I always think of this event. I worked with a downtown organization and on one particular year we gave out gifts. I gave my gift to a homeless woman. It was a rather expensive sweater that would provide warmth beyond belief. I was smug. I was arrogant. I remember telling her “I know that you are homeless, but I wanted you to know that this gift is going to make your day.”

She responded by telling me “Oh baby, I am not homeless, I am merely without permanent shelter. The home is where your heart is. I have a home. I have faith that one day I will have a permanent shelter again. I pray that when that happens that stay on the straight and narrow to keep it. I fight everyday to stay on the straight and narrow. So don’t feel sorry for me. Pray for me. I will pray for you.”

I have never felt so small. I didn’t realize her perspective of her situation.
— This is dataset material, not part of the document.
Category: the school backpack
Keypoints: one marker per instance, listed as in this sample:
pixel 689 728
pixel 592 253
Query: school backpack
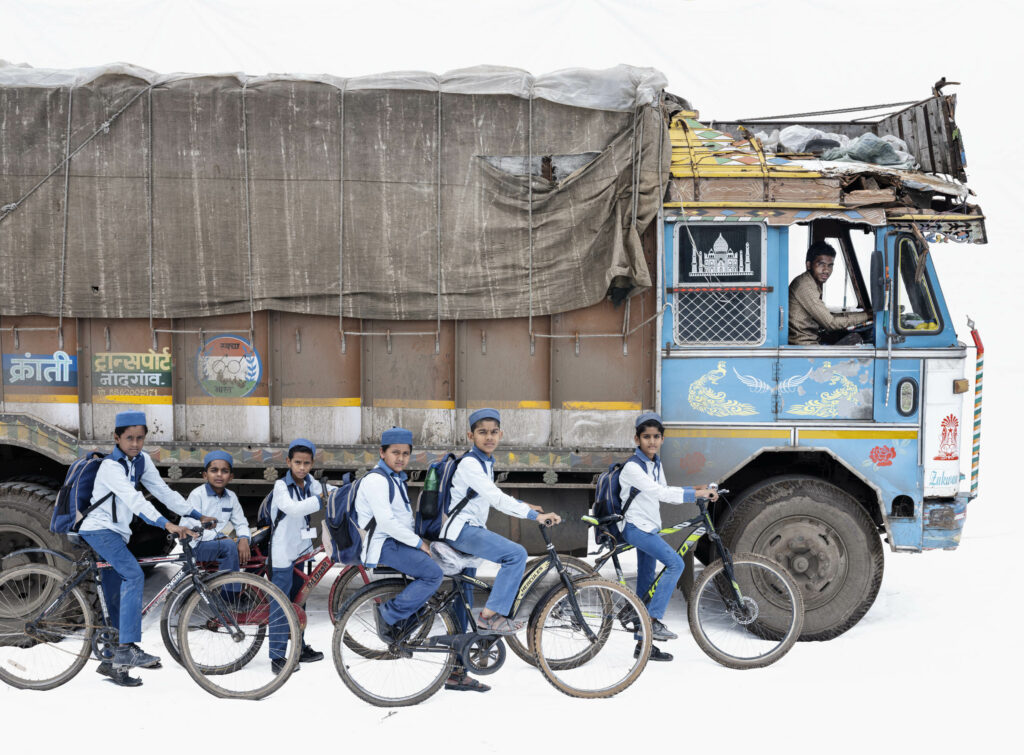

I have never forgotten what we do for those in need is merely to give back hope and to give back a shred of decency that they may have lost. I have been humbled by that event and was changed permanently.

Has your involvement changed the way you perceive your unhoused neighbors?

Yes. This time around when I am working with my church, Covenant of the Cross, I wanted them to understand that homelessness comes in different varieties. The working poor, those who beg out of necessity and those with emotional and drug issues. I want them to help me touch by not only providing things to your organization but by doing a hands on approach. During our Christmas dinner in 2017, I chatted with everyone before they went to each location. I reminded them that they will be changed if they allow it. That helping those in need (as the Bible tells us to do) will change you. But by opening your mind and actually talking to each person you are helping them by reminding them that your family and friends may have abandoned you for any reasons but we are here to remind you that you matter. We care about you.
By doing the above no matter who you see on the streets you will not automatically go to the thought of, “Get a job.”

What advice would you give to new volunteers or people thinking about getting involved?

I believe helping others is what we are called to do scripturally. I believe that if you continue to help instead of it being a pat on your back you will learn that it should be part of your everyday situations. By that I mean that you will start to help and never think about what you are doing it will become second nature to you. How great is that? You will put a smile on your face and others. They will in turn do the same. How great can our small world be if we all just lend a helping hand?